I ‘governatori’ di destra delle Regioni del Nord, ma anche quelli del Pd come Bonaccini (Emilia Romagna) e Giani (Toscana), fanno credere ai loro cittadini che, essendo ben amministrati, l’autonomia differenziata porterà maggiori benefici ai cittadini del Settentrione. Questo potrebbe essere vero solo se i servizi sociali – dagli asili nido alla sanità, all’assistenza – fossero erogati dalle strutture pubbliche e pagati con le imposte progressive sul reddito. Ma così non è. Infatti i processi di privatizzazione e liberalizzazione dei servizi sociali hanno provocato un peggioramento delle condizioni di vita, perché i servizi sono ora da acquistare privatamente sul mercato e perché essi non sono più né garantiti, né sicuri. Si pensi, a esempio, al dramma dei pronto soccorso senza personale e strumentazioni adeguate. I Lep sono una foglia di fico per coprire l’abbassamento dei livelli di erogazione dei servizi pubblici, che dovranno essere integrati, per chi ne avrà le possibilità economiche, con la spesa privata.

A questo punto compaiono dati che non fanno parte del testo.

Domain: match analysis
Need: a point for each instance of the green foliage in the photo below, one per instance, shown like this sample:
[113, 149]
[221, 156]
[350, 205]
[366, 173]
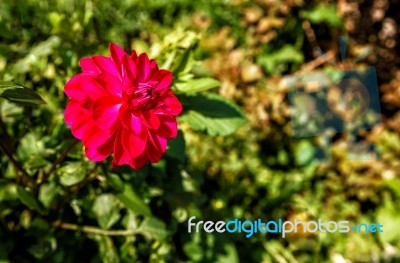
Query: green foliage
[19, 94]
[212, 113]
[322, 13]
[227, 161]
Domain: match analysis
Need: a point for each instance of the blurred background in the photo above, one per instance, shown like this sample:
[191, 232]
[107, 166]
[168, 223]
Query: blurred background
[260, 171]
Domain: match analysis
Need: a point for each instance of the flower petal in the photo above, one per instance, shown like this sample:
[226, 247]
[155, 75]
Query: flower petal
[135, 144]
[168, 127]
[150, 119]
[143, 68]
[130, 121]
[105, 111]
[164, 79]
[155, 147]
[121, 156]
[139, 162]
[93, 136]
[170, 105]
[83, 86]
[130, 70]
[102, 152]
[110, 83]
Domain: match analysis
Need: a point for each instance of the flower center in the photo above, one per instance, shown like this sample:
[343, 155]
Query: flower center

L’autonomia differenziata danneggerà tutti tranne chi è abbiente?
Sì, non solo chi risiede al Sud ma anche i cittadini del Nord. Ne vuole una prova? Si prendano i Lea, che sono i corrispettivi dei Lep in campo sanitario, in vigore da almeno 14 anni: qualche persona si è accorta che i servizi sanitari siano migliorati in questi anni grazie ai Lea? No. Un’altra prova: la spesa globale per la sanità è in Italia di circa 184 miliardi (dati 2022). Di questi, circa 40 miliardi sono privati per sopperire alle gravi carenze del servizio sanitario pubblico. Chi si può permettere di spendere qualche centinaio di euro per esami diagnostici o migliaia di euro per i ricoveri, se non i più ricchi?
Per questo l’economista Gianfranco Vieti l’ha battezzata la secessione dei ricchi.

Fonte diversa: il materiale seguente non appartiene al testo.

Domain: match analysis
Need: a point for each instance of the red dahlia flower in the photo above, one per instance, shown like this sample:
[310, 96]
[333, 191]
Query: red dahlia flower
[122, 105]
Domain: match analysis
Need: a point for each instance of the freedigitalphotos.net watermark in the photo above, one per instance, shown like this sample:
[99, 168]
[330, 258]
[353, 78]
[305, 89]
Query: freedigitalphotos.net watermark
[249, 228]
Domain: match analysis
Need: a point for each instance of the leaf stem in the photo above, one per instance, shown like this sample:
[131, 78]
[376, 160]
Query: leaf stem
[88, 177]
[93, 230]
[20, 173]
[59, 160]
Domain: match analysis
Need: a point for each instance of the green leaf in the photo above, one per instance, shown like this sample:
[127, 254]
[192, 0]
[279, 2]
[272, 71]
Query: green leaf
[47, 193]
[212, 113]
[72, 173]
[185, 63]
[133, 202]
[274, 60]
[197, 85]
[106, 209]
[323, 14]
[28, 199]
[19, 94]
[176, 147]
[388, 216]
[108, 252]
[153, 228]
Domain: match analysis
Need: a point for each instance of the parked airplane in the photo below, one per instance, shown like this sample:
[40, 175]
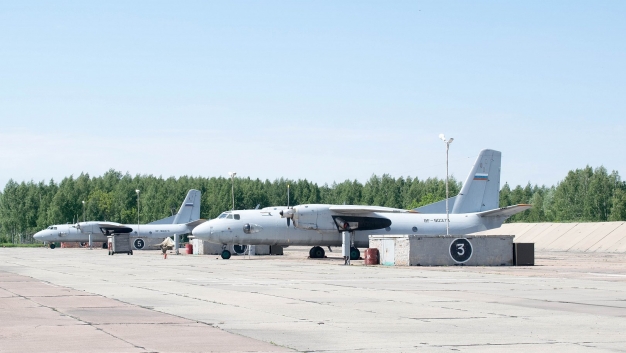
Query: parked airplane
[187, 218]
[474, 209]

Infatti, coloro che hanno un lavoro dipendente, dagli impiegati agli operai, sono costretti – da anni – a fare accordi di welfare aziendali per garantirsi un minimo di servizi sociali per sé stessi e per le loro famiglie, accordi innanzitutto sanitari, che riguardano circa 2,907 milioni di lavoratori. Di questi il 73% sono occupati nelle imprese del Nord. I lavoratori settentrionali sono obbligati a contrattare servizi sociali a livello aziendale, che dovrebbero invece essere erogati da strutture pubbliche. Questo è solo un ‘assaggio’ di quel che succederà quando, con la nuova legge, si stabilirà di garantire solo livelli minimi delle prestazioni: chi è ricco ricorrerà ai servizi privati, chi è povero vi rinuncerà – come peraltro già è avvenuto durante la pandemia e avviene a tutt’oggi per le cure sanitarie.
Cosa augurarsi?
Il mio auspicio, a nome dell’Osservatorio Ue, è che l’iter venga interrotto e si proceda prima alla revisione del Titolo V. La sua riscrittura è stata proposta da diversi gruppi parlamentari. Le linee guida di una revisione dovrebbero prevedere: la soppressione del comma 3 dell’art. 116 Cost., per affermare i principi di un regionalismo cooperativo e solidale; la cancellazione ‘dei vincoli derivanti dall’ordinamento comunitario’, in modo da riattivare i cosiddetti ‘contro limiti’, che hanno consentito di sottoporre la normativa dell’Ue allo scrutinio di legittimità costituzionale alla luce delle disposizioni della Carta del 1948; la reintroduzione della disposizione relativa ai contributi speciali per valorizzare il Mezzogiorno; la ridefinizione della ripartizione delle competenze legislative tra Stato e Regioni, tenendo presente l’opera di sistemazione compiuta dalla Corte Costituzionale nel dirimere il contenzioso tra Stato e Regioni, utilizzando anche le proposte avanzate dai Ddl costituzionali in discussione nella I Commissione del Senato, con primi firmatari i senatori Andrea Giorgis, Andrea Martella e la senatrice Elisa Pirro.